My question is why the truth (as you present it....remember I don't know either way) is being distorted. Who stands/stood to gain from it. Generally, when a blatant misinformation is told, somebody is coming out ahead in some way.
8Ball, in the early 1940's the story started to change that it was Yosemite Miwoks who lived in Yosemite.
Now to go back to Yosemite. One of the descendents of the first mailman of Yosemite, Tom Hutchings, saw the book at the library and checked it out. When he read it HE WAS SHOCKED. They had a picture of his ancestor Tom Hutchings, the first mailman of Yosemite, and under his name it said MIWOK. Well Tom Hutchings had always been Yosemite-Mono Lake Paiute and so were his wife and children. Then we passed the book around and in the book it was filled with misinformation from cover to cover. The Paiutes were outside of the park or visitors while the Miwoks were inside the park year round which was not true. Almost every basket weaver in the book was "Possibly" or "full blooded" Miwok. When we knew the truth. They were not. They were either Yokut or Paiute.
So some of our people went to Yosemite to check it out and in the research library most of the photos that we have seen of our people were not there and some had been changed. Then we went to the museum and they had all the baskets identified as MIWOK/Paiute or Miwok or Paiute. Not one of the basket makers in the Yosemite Park museum was a Miwok. They were either Chuchansi Yokut or Paiute.
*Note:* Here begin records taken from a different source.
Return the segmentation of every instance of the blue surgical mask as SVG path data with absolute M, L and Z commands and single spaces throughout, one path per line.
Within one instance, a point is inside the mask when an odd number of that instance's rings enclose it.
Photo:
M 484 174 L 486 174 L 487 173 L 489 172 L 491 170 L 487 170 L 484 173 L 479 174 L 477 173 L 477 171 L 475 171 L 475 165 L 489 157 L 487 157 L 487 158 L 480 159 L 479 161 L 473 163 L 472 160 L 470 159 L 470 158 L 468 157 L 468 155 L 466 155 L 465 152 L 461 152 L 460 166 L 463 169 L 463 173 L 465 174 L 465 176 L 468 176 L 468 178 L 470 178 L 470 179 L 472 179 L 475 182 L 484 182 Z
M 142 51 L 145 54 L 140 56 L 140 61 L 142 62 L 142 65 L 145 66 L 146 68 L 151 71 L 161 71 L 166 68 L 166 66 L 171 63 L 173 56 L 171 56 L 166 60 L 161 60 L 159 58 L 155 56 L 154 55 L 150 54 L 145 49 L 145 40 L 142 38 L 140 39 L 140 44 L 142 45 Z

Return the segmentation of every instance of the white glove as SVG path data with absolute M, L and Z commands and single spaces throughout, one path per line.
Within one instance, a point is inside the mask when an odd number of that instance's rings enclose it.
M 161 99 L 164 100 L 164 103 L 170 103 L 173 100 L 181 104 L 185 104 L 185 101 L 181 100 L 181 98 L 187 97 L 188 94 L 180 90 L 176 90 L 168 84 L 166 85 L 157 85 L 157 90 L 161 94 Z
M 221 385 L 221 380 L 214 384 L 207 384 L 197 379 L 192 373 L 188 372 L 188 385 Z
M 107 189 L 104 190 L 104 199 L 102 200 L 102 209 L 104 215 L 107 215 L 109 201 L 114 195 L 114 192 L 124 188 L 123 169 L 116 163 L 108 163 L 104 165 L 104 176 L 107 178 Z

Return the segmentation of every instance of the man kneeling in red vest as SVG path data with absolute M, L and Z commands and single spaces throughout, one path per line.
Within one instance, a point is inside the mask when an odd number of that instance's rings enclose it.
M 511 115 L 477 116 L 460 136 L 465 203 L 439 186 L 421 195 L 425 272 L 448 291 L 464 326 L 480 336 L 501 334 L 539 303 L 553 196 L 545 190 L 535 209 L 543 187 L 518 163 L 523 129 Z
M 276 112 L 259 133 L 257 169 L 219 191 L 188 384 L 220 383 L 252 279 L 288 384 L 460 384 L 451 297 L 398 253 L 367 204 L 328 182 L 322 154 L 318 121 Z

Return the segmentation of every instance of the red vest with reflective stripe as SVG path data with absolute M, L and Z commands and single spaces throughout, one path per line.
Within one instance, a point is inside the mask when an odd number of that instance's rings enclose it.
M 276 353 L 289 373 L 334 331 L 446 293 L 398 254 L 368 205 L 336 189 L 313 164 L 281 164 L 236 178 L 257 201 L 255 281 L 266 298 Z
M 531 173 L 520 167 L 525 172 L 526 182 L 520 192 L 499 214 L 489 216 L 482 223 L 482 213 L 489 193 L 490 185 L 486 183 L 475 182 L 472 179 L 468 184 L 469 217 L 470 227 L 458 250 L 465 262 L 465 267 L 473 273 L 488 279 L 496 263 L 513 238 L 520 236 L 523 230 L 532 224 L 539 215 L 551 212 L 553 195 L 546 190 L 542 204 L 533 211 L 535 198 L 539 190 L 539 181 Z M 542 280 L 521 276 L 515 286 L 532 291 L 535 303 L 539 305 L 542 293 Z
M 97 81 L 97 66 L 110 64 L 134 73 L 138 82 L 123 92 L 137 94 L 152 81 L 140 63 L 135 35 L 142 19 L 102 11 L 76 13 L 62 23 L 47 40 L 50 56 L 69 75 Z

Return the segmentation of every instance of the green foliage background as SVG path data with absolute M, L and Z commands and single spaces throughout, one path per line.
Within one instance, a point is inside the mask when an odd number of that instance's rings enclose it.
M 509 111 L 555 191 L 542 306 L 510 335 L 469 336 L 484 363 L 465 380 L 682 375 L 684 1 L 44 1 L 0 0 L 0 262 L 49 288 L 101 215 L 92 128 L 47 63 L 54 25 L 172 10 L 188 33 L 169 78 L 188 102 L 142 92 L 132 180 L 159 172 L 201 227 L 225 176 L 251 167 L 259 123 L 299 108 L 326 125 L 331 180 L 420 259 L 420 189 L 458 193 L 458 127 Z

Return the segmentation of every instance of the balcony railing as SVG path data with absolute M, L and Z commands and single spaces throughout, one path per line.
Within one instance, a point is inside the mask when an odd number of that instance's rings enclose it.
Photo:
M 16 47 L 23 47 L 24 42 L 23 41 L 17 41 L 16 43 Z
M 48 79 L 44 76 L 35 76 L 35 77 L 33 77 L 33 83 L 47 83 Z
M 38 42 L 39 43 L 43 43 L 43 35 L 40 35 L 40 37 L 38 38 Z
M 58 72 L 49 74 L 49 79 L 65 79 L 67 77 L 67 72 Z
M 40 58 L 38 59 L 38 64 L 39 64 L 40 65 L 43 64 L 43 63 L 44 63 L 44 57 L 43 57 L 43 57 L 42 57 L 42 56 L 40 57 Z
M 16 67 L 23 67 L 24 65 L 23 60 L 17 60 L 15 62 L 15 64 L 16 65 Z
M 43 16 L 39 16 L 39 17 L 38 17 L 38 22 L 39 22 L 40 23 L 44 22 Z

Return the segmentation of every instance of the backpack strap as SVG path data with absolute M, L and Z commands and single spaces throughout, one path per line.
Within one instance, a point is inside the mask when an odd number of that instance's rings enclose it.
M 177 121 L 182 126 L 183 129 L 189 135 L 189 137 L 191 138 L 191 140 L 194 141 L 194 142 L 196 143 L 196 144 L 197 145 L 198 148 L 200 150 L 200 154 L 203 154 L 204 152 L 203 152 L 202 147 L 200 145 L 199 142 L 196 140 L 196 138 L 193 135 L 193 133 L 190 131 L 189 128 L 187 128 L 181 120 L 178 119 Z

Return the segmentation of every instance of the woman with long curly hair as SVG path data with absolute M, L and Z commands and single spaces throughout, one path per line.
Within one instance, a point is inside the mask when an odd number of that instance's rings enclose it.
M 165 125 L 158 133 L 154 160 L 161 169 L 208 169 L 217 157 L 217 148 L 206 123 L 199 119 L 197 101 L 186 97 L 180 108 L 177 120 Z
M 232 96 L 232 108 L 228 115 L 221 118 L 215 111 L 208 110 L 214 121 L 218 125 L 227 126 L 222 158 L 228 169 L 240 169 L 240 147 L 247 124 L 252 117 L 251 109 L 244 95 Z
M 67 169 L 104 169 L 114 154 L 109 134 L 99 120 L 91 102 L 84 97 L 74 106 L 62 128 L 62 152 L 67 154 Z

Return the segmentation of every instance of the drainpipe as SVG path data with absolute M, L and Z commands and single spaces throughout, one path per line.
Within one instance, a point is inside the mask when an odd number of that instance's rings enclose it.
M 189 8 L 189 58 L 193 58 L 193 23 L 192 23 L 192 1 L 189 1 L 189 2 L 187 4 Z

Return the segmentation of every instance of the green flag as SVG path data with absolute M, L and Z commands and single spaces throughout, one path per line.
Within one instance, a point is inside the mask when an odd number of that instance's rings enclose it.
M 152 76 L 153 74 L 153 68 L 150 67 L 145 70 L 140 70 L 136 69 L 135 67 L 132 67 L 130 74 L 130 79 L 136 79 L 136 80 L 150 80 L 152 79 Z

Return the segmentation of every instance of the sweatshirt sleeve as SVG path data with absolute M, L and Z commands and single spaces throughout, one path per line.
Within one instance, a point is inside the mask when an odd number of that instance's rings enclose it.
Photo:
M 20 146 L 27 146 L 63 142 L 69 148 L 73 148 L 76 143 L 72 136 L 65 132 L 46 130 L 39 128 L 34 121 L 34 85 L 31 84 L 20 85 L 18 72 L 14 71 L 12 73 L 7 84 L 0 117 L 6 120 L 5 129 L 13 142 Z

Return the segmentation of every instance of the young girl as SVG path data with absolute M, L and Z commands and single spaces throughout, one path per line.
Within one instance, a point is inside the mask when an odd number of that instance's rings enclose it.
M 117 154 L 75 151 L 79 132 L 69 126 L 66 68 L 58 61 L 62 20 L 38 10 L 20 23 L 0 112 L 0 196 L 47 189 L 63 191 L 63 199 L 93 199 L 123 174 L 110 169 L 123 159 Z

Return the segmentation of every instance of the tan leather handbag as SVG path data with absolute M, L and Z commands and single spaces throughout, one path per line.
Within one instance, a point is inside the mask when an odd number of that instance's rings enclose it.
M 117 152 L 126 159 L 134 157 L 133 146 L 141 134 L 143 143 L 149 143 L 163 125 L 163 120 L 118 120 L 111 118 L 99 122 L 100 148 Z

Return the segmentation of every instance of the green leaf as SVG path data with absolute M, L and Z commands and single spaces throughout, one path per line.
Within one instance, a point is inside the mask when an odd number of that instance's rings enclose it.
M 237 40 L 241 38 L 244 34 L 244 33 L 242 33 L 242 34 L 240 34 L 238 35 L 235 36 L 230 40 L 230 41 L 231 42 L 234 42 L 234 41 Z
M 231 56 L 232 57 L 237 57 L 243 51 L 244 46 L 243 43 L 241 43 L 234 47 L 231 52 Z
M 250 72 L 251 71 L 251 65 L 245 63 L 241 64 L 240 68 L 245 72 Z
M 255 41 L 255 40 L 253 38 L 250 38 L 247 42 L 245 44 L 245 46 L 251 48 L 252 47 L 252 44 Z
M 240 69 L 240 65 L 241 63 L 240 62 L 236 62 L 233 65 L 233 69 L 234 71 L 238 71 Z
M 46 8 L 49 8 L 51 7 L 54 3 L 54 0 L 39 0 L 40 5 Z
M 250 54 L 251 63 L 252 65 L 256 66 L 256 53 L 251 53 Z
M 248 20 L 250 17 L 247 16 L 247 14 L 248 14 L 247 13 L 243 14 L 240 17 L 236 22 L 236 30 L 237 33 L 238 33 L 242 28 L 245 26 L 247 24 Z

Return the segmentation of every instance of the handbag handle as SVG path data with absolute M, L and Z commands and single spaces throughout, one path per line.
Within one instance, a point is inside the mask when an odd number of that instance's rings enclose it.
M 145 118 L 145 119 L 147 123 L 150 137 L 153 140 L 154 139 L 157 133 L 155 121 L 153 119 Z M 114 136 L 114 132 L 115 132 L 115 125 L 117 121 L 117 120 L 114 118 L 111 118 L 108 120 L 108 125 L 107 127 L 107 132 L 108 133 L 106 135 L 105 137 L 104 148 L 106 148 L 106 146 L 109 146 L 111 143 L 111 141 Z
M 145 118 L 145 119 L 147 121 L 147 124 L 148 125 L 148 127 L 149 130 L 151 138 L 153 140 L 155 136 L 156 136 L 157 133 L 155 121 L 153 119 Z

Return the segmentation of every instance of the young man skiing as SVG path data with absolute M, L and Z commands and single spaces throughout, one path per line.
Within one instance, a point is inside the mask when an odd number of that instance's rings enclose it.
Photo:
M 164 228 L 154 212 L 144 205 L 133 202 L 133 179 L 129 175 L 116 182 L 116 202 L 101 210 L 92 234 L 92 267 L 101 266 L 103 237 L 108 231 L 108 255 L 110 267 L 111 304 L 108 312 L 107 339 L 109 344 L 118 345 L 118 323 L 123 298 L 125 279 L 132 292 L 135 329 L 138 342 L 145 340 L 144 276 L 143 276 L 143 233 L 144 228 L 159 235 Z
Then one of our people bought the Yosemite Cemetery guide and then it was the biggest blow. They had actually changed the tribal affilication from Paiute or Mono to MIWOK. Even the dead had been changed. But they could not change the grave marker on Lancisco Wilson, who the Southern Sierra Miwoks claim was one of their earliest chiefs. On his grave it read "PIUTE", yet in the guide he was full blooded Miwok. That is like someone had written that George Washington was Russian.
cc: National Park Service
__________________
"Chief Tenaya, the founder of the Pai-Ute Colony of Ahwahni...Tenaya spoke a Pai-Ute Jargon" From the written accounts of one of the first non-indigenous person to meet Tenaya, Lafayette H. Bunnell, doctor of the Mariposa Battalion, 1851.
Last edited by Yosemite Indian : 12-15-2005 at 10:27 PM.
Hey - I have a BA in Anthropology and lived both in West Marin (where the coastal Miwuk are said to have been) and in Tuolumne County. I have always found it odd how there is little evidence for a connection between the two bands of Miwuk.
There are many other displays of misinformation - in Murphys at Ironstone and at Columbia State Park.
It is time for accurate information to be told and taught...and it is just as important that whites recognize the identity of tribes and nations appropriately.
I have been out of school for ten years now, but you may want to contact Columbia College and CSU Stanislaus' anthropology departments and see if there are students or professors who are willing to put in the research and make some more noise.
Hey - I have a BA in Anthropology and lived both in West Marin (where the coastal Miwuk are said to have been) and in Tuolumne County. I have always found it odd how there is little evidence for a connection between the two bands of Miwuk.
There are many other displays of misinformation - in Murphys at Ironstone and at Columbia State Park.
It is time for accurate information to be told and taught...and it is just as important that whites recognize the identity of tribes and nations appropriately.
I have been out of school for ten years now, but you may want to contact Columbia College and CSU Stanislaus' anthropology departments and see if there are students or professors who are willing to put in the research and make some more noise.
That is a great idea egraham. I will ask the other members what they think about that idea.
Thanks
__________________
"Chief Tenaya, the founder of the Pai-Ute Colony of Ahwahni...Tenaya spoke a Pai-Ute Jargon" From the written accounts of one of the first non-indigenous person to meet Tenaya, Lafayette H. Bunnell, doctor of the Mariposa Battalion, 1851.